472. Regard Baissé Sur Les Hommes Sans Sourire : Sous L’Angle De La Maison-Sorcière VIII

Ici le goût amer des nœuds gordiens.

Si chaque nation échoue, elles échoueront ici.

Statuettes d’électricité.

Meuble à dossiers, les générations d’hier gardées par des serrures d’étain. Des visages impassibles. Coups de couteau sur la surface du sous-main. Des chars solaires fixés sur le cuir et le bois des membres. Ici le bureau des harmonies et du chant loup-garou.

Qui peut dire qui se cache.

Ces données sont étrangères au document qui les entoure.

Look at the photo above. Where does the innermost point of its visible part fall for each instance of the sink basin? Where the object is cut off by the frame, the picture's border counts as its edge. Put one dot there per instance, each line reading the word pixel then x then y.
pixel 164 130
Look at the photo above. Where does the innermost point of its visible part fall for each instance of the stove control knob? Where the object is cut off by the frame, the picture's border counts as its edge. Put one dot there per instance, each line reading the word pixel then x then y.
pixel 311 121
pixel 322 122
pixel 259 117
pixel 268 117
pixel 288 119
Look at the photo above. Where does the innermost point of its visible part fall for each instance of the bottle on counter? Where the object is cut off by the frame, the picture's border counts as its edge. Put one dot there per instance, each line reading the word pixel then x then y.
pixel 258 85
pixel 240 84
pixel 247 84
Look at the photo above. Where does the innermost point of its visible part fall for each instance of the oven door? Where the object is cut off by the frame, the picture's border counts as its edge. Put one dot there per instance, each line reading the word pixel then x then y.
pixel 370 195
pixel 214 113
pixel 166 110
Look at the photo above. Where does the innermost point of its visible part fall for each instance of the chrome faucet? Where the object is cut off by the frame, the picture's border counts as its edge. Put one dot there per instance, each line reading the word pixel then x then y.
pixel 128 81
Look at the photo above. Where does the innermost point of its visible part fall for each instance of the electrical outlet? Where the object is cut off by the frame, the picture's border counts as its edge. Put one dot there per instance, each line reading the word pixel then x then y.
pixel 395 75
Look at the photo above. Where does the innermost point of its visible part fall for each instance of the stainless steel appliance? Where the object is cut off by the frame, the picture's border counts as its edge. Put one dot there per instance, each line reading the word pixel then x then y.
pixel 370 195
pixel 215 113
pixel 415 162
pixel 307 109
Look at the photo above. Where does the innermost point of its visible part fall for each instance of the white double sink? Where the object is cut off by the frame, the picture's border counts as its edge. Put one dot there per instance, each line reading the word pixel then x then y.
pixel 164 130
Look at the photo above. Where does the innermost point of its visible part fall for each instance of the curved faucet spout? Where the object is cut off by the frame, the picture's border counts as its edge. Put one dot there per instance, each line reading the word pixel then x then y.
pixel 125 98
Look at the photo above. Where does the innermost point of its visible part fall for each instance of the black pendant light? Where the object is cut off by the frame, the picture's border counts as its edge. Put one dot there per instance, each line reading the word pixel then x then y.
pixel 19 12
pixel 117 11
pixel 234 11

Traduire la bible de la boue.

Au croisement des générations, hernie des sentes, vision-hexagone sur la ville en contrebas, en son marais de conjonctions.

Lumière tinte derrière l’horloge sans bruit.

Derrière le bureau un corps sec qui tourne sur lui-même.

Ampoule percutée.

Dessine des ombres mouvantes dans une pièce où rien ne bouge.

Les phalanges du désespoir se mettent en branle.

Aspirent les espoirs des générations successives.

Et cet homme, en sa nuit, trou noir de doigts manquants, mensonges des fusils braqués sur la tempe, la peur la peur, chemins retraversés dans les larmes, comprendre les drames lisses et les mains sans phalanges, murs baignés des traductions du désespoir, l’alignement de ses cachotteries dressées contre un mur sombre, lui spectre contre lui-même, hantise des retours, des retours, des retours, des retours, des retours.